Among the cohort of patients with known transmission histories, we were able to obtain a complete collection of serum samples from 18 patients at 6 months, 1, 2, and 3 years. The IgG levels of these 18 patients were analyzed separately to obtain an IgG trend that more accurately represented convalescent SARS patients (Figure 2). All 18 patients had positive IgG at 6 months and at 1 year (i.e., 100% positive); only 1 patient became IgG negative at 2 years. However, at 3 years, the positive percentage dropped to 55.56%. The reduction of OD values mimicked that of the positive percentage, again at a faster rate. The average OD readings dropped from 0.94 at 6 months to 0.64 at 1 year, which represents a reduction of 33.33%. The OD further dropped to 0.52 (45.83% reduction) by 2 years and to 0.25 by 3 years.

An external file that holds a picture, illustration, etc. Object name is 07-0576-F2.jpg

Change of immunoglobulin G (IgG) patterns among 18 convalescent severe acute respiratory syndrome patients with a complete collection of sequential serum samples at the time points shown. The 18 patients were selected from the cohort of 176 patients for whom transmission history was known. OD, optical density.

Conclusions

To our knowledge, the 3-year follow-up conducted in this study is the longest longitudinal study ever reported. With a large number of patients who had confirmed transmission history (176) and a complete dataset for 18, the level of confidence is high that the results obtained in this study are representative for convalescent SARS patients. Similar results have been reported from longitudinal studies of SARS patients with smaller cohort size (18–98 patients) and shorter follow-up period (240 days to 2 years) (914). The general trend of IgM peaking at ≈1 month after symptom onset and IgG peaking at 2–4 months was consistent among different studies.

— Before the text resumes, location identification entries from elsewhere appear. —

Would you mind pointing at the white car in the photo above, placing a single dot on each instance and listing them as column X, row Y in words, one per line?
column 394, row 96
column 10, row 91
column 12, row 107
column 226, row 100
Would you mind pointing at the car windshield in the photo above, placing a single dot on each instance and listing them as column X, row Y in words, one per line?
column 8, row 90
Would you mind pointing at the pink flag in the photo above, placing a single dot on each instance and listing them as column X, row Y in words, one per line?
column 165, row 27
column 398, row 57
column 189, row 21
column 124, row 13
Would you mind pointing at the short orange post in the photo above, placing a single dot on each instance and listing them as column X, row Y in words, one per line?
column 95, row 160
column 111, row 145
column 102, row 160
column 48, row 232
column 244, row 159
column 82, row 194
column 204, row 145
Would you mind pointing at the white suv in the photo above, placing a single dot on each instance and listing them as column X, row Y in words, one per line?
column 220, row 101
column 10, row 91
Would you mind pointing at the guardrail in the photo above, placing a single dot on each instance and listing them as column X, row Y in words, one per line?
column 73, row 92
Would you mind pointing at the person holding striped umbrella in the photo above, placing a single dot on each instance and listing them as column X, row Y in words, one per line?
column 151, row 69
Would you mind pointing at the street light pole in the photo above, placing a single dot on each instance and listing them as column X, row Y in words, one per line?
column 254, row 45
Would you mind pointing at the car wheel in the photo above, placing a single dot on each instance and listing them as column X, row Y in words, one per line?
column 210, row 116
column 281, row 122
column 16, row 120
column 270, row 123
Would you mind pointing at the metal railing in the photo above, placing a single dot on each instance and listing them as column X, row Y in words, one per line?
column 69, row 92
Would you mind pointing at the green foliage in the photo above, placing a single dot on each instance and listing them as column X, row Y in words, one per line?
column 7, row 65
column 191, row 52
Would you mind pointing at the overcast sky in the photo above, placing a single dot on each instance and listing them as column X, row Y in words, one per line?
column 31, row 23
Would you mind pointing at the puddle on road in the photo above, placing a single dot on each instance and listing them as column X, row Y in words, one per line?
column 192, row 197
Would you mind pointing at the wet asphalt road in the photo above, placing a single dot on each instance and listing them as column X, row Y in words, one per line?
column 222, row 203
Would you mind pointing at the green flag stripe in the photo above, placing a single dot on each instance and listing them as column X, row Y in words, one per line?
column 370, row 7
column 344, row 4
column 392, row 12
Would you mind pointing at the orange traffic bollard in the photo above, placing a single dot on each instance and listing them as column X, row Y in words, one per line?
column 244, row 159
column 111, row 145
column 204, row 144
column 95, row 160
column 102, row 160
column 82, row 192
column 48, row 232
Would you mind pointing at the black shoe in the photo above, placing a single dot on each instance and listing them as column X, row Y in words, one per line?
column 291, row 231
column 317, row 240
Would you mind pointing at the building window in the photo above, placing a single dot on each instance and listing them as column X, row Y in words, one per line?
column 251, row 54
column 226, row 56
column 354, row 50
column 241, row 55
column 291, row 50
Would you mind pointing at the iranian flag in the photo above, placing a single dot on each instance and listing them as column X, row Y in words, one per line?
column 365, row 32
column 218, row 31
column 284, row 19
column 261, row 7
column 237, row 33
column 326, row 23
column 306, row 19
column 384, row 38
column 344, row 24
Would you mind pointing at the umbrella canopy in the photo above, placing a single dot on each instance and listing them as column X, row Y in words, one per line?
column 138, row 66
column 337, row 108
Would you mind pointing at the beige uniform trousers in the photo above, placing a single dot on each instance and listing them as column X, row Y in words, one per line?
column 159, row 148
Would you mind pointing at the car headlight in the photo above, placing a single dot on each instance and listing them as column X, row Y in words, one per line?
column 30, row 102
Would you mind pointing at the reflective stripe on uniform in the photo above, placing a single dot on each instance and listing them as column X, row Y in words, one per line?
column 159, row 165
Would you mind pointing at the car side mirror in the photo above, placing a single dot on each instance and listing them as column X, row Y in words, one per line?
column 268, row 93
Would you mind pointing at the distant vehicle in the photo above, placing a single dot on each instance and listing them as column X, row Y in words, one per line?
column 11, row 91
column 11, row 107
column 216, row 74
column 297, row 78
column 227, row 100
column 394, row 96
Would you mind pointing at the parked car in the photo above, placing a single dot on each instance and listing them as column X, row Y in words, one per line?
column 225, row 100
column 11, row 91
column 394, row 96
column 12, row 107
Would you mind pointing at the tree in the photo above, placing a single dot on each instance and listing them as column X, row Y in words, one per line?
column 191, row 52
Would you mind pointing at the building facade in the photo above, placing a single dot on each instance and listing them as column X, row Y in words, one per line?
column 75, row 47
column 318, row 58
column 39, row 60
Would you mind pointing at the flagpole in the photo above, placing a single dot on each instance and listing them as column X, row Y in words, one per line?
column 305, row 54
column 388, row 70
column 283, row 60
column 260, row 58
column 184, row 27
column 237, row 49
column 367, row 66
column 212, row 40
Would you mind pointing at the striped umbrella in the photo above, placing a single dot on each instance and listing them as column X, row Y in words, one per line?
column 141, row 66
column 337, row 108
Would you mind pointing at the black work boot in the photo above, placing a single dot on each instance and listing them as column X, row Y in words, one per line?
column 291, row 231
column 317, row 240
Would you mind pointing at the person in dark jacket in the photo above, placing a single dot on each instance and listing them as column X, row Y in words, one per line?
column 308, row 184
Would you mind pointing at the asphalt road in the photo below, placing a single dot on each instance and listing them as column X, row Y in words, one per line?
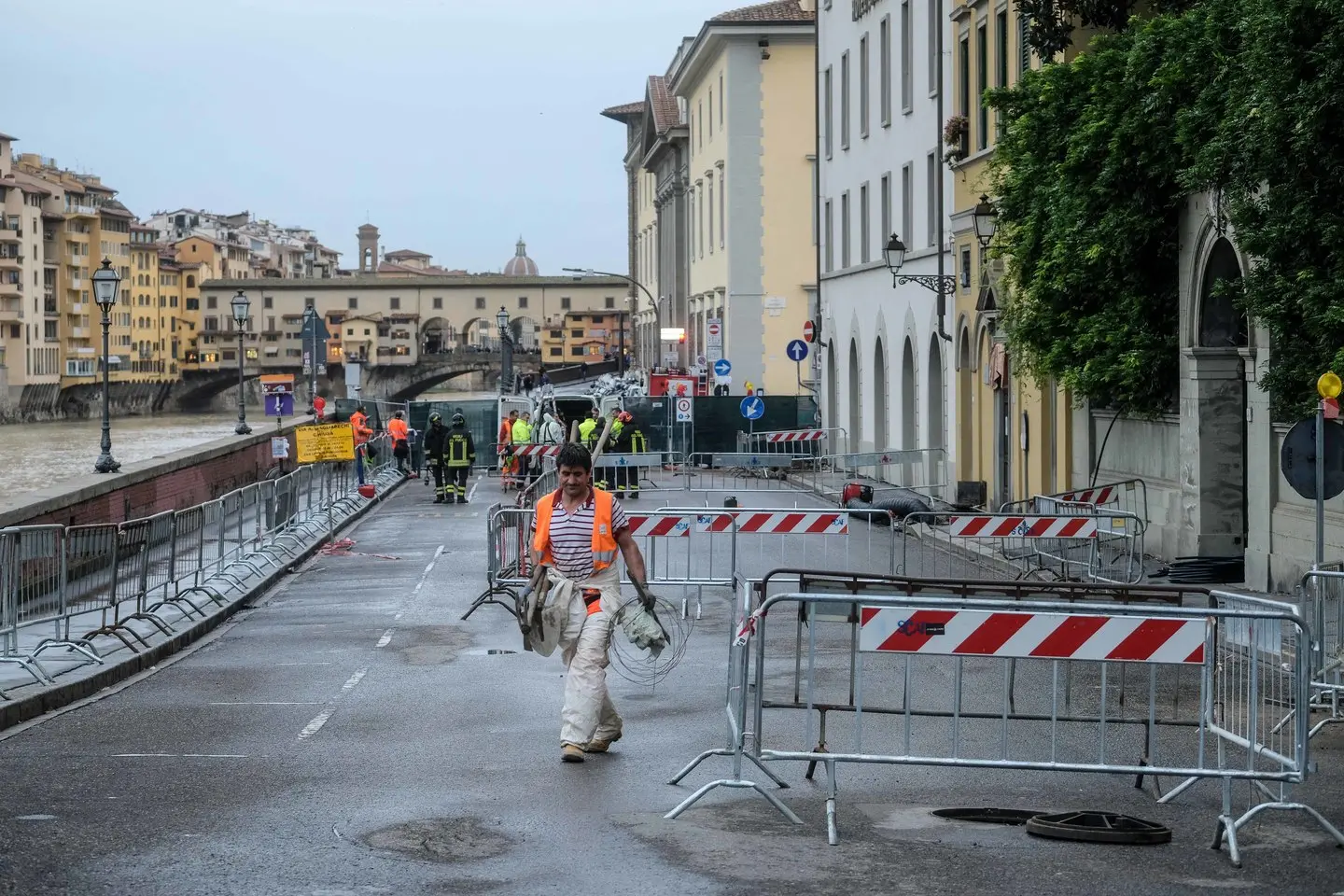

Our results provide strong evidence that SARS-CoV antibodies are reduced >3 years after the symptom onset. Because antibodies play an important role in protective immunity against SARS-CoV (15), the findings from this study will have important implications with regard to assessing risk for reinfection among previously exposed populations (e.g., hospital staff) and evaluating the duration of antibody-mediated immunity that any candidate vaccine could provide.

Acknowledgments

We thank Zhi-Qiang Mei, Xi-Fang Zhao, Xiao-Wei Deng, and Jian-Min Ji for help with sample processing.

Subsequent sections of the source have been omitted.